To talk more deeply about IIT is to engage in imaginary speculation, such as how the maximally independent conceptual structure might truly be different from the second-most-maximal one. With no data as a foundation, we are left making claims about the imaginary that objective reality cannot arbitrate. For this reason I’m cutting my investigation of IIT short here, and the whole community should follow suit. We need to look past IIT and focus on measures that can actually be taken, and their models thus refined, for science to move forward.
 IIT’s measure is based on what they call cause-effect repertoire, the possible causes and effects of the measured group of neurons being in a certain state (expressed as the values of neighboring neurons). How could we measure this? Do we hope that the brain settles into exactly the same state often enough that we can average the neighboring neurons to determine the probabilities? Do we manipulate the brain by changing neuron values to force a certain region to be the same over and over again? How do we determine the instantaneous state of the system that IIT requires, when there is no frame rate to the brain? What do we do about the fact that synaptic connectivity changes over time? Even with the perfect brain measuring device, additional breakthroughs would be needed to generate this data.
 The brain is estimated to have 86 billion neurons, imagine marking every neuron with a 1 (indicating it is in a particular power set) or a 0. How many different ways could you mark the neurons? As a 16-bit memory word has 2¹⁶ possibilities, these neurons could be marked 2⁸⁶ billion ways. 2⁸⁶⁰⁰⁰⁰⁰⁰⁰⁰⁰ ~= 10²⁵⁸⁰⁰⁰⁰⁰⁰⁰⁰.

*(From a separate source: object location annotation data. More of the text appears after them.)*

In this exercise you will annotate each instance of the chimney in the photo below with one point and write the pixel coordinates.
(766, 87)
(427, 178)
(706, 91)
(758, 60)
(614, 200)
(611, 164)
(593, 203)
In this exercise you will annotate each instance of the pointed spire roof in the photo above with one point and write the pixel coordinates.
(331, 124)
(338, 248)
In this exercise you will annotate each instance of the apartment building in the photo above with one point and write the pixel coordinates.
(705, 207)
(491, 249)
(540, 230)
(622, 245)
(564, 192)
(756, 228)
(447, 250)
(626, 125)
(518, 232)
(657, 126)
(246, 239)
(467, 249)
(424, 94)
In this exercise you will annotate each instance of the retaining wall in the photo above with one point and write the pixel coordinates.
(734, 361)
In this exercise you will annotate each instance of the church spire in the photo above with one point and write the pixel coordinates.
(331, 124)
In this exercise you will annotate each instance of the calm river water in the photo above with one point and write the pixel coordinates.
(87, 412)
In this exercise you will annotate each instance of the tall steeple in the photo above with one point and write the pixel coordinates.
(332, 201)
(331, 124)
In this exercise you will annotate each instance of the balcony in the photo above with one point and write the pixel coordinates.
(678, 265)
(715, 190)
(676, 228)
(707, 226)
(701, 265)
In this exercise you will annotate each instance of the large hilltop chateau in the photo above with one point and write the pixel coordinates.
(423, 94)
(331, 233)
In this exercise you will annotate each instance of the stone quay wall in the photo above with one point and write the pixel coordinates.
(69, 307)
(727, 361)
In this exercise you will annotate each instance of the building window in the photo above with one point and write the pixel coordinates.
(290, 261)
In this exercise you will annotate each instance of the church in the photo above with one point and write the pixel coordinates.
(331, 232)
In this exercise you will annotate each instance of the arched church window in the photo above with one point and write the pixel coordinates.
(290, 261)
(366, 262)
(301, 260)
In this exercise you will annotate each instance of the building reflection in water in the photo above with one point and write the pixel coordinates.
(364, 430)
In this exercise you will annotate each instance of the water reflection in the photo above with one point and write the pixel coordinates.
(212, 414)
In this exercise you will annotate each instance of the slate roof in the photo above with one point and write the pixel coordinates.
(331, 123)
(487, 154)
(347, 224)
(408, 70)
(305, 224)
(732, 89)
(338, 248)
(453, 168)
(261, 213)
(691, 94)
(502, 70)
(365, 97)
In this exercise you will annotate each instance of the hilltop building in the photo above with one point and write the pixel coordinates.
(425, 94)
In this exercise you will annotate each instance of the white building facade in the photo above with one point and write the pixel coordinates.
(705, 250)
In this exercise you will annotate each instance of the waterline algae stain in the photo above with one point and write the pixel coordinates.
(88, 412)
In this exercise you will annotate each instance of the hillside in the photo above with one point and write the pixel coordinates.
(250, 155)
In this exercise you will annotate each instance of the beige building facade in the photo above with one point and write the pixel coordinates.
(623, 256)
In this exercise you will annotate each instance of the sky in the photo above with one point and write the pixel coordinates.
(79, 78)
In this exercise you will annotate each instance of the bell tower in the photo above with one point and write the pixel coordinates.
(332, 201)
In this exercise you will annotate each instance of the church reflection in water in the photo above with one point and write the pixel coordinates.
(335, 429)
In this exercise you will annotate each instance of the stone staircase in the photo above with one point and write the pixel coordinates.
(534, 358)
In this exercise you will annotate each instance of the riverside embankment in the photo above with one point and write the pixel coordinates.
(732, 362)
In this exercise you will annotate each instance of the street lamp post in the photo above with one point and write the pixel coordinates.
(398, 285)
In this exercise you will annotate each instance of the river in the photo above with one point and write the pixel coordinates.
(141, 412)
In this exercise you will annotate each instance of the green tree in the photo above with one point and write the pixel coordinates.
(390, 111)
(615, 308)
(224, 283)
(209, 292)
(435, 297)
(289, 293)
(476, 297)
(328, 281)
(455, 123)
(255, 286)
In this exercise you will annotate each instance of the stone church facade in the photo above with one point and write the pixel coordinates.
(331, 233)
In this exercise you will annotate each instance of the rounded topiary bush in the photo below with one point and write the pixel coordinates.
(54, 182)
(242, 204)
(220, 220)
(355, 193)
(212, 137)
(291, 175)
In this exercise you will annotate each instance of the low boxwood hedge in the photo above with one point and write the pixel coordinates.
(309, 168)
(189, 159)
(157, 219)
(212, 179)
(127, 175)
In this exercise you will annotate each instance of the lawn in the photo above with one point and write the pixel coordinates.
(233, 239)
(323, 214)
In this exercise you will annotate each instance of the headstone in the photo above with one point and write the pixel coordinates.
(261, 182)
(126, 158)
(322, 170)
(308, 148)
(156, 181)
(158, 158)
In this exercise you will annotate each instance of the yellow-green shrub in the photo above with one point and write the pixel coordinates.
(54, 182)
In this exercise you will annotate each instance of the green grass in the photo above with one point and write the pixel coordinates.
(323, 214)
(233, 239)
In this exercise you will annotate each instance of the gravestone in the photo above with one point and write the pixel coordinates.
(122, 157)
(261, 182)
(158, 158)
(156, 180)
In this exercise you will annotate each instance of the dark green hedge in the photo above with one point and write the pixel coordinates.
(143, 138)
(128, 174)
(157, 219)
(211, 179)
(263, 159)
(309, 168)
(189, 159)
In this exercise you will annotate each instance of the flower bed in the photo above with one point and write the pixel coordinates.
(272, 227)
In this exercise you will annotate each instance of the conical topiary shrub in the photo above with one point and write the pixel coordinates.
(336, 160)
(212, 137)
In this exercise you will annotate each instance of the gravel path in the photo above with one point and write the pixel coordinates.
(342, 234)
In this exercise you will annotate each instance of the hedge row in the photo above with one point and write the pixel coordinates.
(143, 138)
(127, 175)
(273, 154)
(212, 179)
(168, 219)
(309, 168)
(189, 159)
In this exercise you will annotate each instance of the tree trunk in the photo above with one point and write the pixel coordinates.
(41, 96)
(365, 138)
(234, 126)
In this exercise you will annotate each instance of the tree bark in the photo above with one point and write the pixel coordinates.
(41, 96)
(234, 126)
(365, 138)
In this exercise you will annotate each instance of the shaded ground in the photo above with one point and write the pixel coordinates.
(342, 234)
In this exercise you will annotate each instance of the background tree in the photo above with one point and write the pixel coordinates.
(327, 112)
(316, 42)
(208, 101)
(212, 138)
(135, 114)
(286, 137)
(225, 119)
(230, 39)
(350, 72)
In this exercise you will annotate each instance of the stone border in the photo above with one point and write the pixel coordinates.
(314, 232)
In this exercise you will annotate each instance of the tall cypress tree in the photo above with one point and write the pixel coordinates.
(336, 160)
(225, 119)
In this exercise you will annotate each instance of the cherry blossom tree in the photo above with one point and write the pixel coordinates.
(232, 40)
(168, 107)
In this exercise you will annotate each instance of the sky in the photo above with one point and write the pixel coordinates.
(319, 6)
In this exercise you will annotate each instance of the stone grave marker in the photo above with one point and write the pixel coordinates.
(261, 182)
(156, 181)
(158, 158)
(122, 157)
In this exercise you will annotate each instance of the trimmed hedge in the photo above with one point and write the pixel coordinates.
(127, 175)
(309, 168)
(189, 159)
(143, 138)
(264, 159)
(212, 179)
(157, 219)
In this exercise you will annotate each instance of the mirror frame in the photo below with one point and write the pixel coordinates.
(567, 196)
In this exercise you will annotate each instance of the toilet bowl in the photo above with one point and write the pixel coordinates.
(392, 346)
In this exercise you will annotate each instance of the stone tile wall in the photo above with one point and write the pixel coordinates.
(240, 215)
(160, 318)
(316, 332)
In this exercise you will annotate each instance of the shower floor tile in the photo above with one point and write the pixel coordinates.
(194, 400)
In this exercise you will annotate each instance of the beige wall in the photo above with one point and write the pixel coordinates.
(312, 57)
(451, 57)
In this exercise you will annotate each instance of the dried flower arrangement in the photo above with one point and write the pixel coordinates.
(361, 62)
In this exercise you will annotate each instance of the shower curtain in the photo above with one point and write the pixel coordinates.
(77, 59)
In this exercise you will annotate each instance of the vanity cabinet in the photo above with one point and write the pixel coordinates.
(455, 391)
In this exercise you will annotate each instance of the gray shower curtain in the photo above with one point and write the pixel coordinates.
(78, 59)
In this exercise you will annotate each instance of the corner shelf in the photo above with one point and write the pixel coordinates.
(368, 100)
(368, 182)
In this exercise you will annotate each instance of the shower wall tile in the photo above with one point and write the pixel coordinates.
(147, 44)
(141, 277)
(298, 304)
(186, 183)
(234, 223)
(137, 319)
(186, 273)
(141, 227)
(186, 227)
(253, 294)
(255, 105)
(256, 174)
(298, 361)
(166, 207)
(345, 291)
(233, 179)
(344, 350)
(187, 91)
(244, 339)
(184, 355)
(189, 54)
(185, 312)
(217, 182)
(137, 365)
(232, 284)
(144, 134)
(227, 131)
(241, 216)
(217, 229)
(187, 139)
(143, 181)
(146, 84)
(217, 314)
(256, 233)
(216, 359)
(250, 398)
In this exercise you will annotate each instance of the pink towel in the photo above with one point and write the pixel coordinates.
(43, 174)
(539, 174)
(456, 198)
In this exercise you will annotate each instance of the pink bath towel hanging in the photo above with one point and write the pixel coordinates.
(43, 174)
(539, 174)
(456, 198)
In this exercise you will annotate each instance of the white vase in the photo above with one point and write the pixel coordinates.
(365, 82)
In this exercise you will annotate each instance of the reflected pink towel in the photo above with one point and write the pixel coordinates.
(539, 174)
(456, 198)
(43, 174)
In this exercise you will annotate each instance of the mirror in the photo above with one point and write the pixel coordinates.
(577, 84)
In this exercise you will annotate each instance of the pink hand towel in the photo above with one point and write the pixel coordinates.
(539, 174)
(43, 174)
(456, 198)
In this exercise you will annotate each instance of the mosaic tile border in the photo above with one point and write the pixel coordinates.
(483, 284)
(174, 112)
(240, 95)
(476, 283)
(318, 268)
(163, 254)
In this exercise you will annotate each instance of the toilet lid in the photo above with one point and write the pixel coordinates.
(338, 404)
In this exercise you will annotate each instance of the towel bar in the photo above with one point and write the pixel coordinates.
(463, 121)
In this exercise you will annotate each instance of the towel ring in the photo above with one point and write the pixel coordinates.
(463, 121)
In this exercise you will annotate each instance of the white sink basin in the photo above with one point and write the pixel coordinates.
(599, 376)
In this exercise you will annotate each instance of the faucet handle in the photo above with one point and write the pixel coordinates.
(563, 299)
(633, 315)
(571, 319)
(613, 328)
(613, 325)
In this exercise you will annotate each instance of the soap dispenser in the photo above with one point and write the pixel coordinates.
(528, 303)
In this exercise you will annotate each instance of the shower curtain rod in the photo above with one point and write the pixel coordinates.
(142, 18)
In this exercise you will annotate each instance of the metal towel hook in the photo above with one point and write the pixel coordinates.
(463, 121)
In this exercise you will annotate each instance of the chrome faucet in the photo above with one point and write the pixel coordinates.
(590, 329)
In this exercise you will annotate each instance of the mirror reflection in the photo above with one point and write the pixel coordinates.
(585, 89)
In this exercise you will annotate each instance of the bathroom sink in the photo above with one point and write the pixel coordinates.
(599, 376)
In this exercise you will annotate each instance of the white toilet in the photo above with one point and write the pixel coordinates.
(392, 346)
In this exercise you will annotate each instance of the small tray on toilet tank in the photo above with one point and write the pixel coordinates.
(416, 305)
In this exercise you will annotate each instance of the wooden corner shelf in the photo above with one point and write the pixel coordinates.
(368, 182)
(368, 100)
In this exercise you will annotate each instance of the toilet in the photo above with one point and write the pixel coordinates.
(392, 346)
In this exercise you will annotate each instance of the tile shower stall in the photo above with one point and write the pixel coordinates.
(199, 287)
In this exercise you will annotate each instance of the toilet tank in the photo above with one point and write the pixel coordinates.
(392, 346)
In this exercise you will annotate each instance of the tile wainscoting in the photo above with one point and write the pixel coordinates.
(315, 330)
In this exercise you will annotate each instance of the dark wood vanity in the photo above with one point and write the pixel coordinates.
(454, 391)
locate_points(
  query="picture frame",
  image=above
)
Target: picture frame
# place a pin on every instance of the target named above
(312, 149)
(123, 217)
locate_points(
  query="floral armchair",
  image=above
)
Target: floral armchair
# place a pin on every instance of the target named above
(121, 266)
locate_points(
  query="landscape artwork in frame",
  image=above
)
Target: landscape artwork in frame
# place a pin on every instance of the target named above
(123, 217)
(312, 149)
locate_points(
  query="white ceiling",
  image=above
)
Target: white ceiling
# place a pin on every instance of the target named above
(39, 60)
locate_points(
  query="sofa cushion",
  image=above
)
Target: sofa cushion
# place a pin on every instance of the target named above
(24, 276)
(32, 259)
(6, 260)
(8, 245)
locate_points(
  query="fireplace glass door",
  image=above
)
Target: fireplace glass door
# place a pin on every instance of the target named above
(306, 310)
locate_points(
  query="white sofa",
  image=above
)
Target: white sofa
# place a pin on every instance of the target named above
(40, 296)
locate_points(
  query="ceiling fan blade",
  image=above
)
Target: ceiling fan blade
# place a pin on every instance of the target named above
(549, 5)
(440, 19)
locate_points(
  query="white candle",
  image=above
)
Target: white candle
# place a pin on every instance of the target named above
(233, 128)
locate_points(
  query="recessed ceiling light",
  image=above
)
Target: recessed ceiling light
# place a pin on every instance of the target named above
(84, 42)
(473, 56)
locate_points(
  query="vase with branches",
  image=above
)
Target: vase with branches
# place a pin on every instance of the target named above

 This complexity may seem whopping, but it gets even worse when we go from IIT’s simplified model of the brain (as a bunch of simple digital logic gates) to neurons themselves. Neurons are neither on nor off, but have firing rates that are more like continuous values. And of course synaptic connections are of various kinds. Instead of a binary 1 or 0, we would need a vector of floating point numbers to represent the state of a neuron. For this reason it’s impossible to even consider applying IIT to the brain without further extensions. While the authors imagine a future expansion of IIT to address these challenges, the opposite is what should happen. Instead of getting more complex, the theories that follow IIT need to be simpler so that we can actually perform measurements to verify them.
 It is also curious to find myself levying a subjective critique upon a scientific theory. Typically decisions amongst equations are decided by data, but here there is none at hand. This perhaps why IIT lingers: the foundation is so unmoored, it leads the conversation astray. It is said that arguing with idiots brings you down to their level. IIT is far from idiocy, but in a similar sense we are brought down to their axiomatic, “self-evident”, quasi-religious level when we engage. It doesn’t bother me that quantum theory is “curious” because it’s correct.
 In particular: if there is no relationship at all between an input to my wire, and its internal state, then we say there is no cause information. If the output of the wire can be strongly predicted using the internal state, then there is a large amount of effect information. The combination of these two causal entanglement measures makes up IIT’s cause-effect information.